Beethoven never posted that letter, and it was only discovered in his papers after his death. In this famous letter, Beethoven addressed and possibly resolved his inner turmoil. He came to terms with the fact that his hearing would never improve, and it marked a turning point in his life. Beethoven was ready to “seize Fate by the throat; it shall certainly not crush me completely—it would be so lovely to live a thousand lives.” This newly found zest for life was also “brought about by a dear charming girl who loves me and whom I love,” as Beethoven confided in a friend. “For the first time I feel that marriage might bring me happiness. Unfortunately she is not of my class.” This “dear charming girl” was no doubt the Countess Giulietta Guicciardi who had not yet celebrated her 17th birthday. Although she was flattered to receive attention from the famous Beethoven, Giulietta wasn’t inclined to take Beethoven’s devotion very seriously.
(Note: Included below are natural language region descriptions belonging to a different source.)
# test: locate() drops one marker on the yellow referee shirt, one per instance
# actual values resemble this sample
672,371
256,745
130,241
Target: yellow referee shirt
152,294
Beethoven noted on one of his musical sketches, “Let your deafness no longer be a secret—even in art.” Determined to continue living for and through his art, he promised “a completely new way of composing.” This new way is reflected in a series of compositions that reflect or embody extra-musical ideas of heroism.
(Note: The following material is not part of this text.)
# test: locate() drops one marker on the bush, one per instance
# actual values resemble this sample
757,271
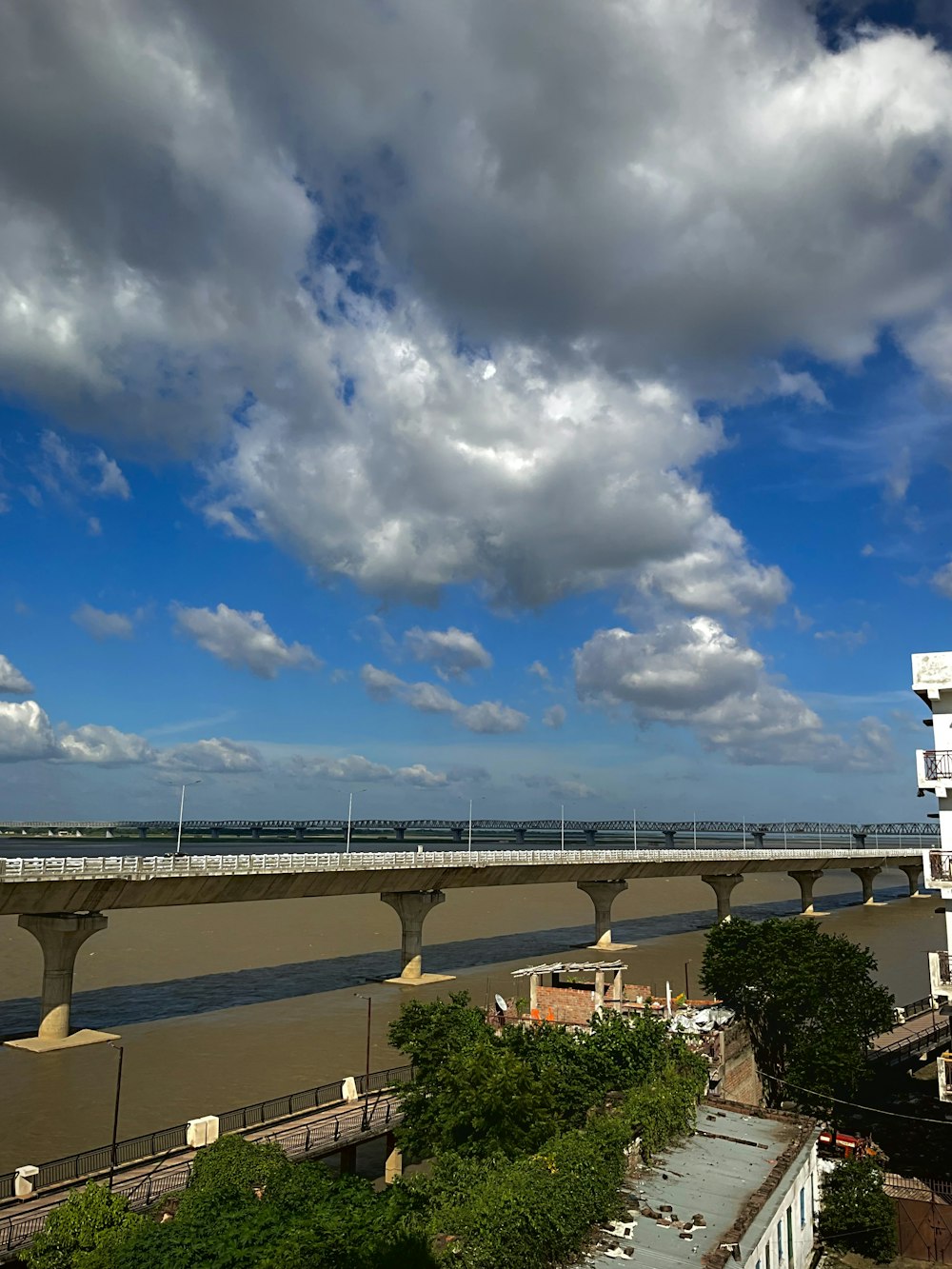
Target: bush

Ludwig van Beethoven: Symphony No. 3 in E-flat Major, Op. 55 “Eroica” 

Waldmüller: Beethoven (1823)

Waldmüller: Beethoven (1823)

While Beethoven was able to compose music, playing concerts, which had been an important source of income, became increasingly difficult. His student Carl Czerny once said that Beethoven could still hear speech and music normally until about 1812. By 1818, however, “Beethoven’s deafness had progressed to such an extent that, with increasing frequency, he began to carry blank books with him, so that his friends and acquaintances, especially when in public, could write their sides of conversations without being overheard, while Beethoven himself customarily replied orally.” Scholars have suggested that Beethoven never became completely deaf, and that he was able to hear muffled words when they were spoken directly into his left ear. Even in his final years, Beethoven was apparently still able to distinguish low tones and sudden loud sound.

Beethoven's conversation notebook

Beethoven’s conversation notebook

One day after his death on 27 March, the Institute of Pathology in Vienna performed an autopsy with “specific focus on his ears and the cochlear nerves…” The Eustachian tube was very thickened… and the facial nerves of considerable thickness; the auditory nerves on the other hand shrunken and without pith; the accompanying auditory arteries were of a calibre of a crow-quill, and of cartilaginous consistency. The left auditory nerve, much thinner, arose by three very thin, greyish roots; the right by one root, stronger and pale white… The vault of the skull showed great tightness throughout and a thickness of about half an inch”. Today, physicians are generally in agreement that Beethoven’s deafness was caused by otosclerosis, a condition that exhibits abnormal bone growth inside the ear. In Beethoven’s case, this was accompanied by the degeneration of the auditory nerve. For almost 25 years of his life Ludwig van Beethoven struggled with his severe disability, but his passion for art was all consuming. Music became a mode of self-expression that “transcended the mundane and the narcissistic, as he artistically realized the potential for optimism and idealism within all of us.” Beethoven’s music is an endearing monument to the persistence of the human spirit in the face of adversity.